Why? Because the construction industry should be heading back to its normal level of productivity. According to Infrastructure Intelligence, “High government infrastructure spending is behind Turner & Townsend’s prediction of a 1.5% increase in infrastructure tender prices in 2021 (up from 1.0% in 2020). But for real estate tender prices, a 0.0% inflation rate is expected (up from -2) as new orders remain weaker.”

On its own, a quick uptick in inflation in an era of fragile finances could frustrate a ‘build back better’ recovery, but more importantly, the fragility of the global supply chain and an industry that is still heavily reliant on government financial support is cause for concern. Therefore, with demand and output both set to rapidly increase, clients need to monitor their exposure to further supply chain disruption, potential company insolvencies, and cost increases. “Resilience and capacity can be built into the supply chain with the right investment and innovation into green technologies, retrofitting and sustainable building to capitalise on the business opportunity around net zero.”
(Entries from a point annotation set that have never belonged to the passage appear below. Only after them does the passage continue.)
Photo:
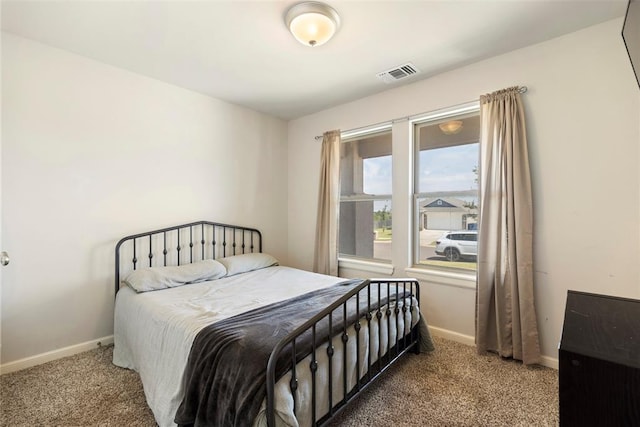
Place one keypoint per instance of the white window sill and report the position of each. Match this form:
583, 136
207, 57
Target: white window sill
441, 277
364, 265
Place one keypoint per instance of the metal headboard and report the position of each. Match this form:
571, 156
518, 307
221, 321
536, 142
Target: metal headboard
185, 244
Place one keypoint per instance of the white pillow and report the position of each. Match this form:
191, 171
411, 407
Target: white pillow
237, 264
154, 278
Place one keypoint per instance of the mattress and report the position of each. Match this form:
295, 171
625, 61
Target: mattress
154, 331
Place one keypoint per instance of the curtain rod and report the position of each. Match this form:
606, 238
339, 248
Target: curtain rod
521, 89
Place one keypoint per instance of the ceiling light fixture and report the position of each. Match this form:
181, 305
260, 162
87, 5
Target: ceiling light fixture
451, 128
312, 23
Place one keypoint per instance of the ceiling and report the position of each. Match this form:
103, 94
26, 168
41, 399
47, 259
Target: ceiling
241, 52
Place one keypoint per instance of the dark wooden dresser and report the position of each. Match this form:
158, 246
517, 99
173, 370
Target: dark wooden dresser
599, 366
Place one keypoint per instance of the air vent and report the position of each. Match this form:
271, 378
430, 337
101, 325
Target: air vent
398, 73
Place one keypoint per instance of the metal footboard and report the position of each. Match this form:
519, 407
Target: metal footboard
403, 314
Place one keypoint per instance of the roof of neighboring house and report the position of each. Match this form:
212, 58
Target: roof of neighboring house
445, 204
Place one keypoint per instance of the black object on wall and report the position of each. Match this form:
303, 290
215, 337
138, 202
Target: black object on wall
600, 361
631, 35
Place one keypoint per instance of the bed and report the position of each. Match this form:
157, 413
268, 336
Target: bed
221, 334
Paul Connolly, UK managing director of cost management at Turner & Townsend, said: “Construction has a vital role to play in building back the economy in 2021, but its ability to deliver is threatened by the fragility of the supply chain and cost pressures as we move into the next phase of the recovery. Addressing the latter goes hand in hand with how we face up to the looming threat of the climate emergency.

“If a crucial tipping point on cost can be reached by the residential sector as early as 2023, it could pave the way for the wider real estate industry to follow. But to achieve this, industry must act now to uphold its part of the bargain and break its low margin, low investment cycle and change how it builds capability. We need to embed net-zero throughout the supply chain, accelerate investment and innovation and scale-up sustainable products procurement and processes so we can deliver a UK fit for a greener future,” he added.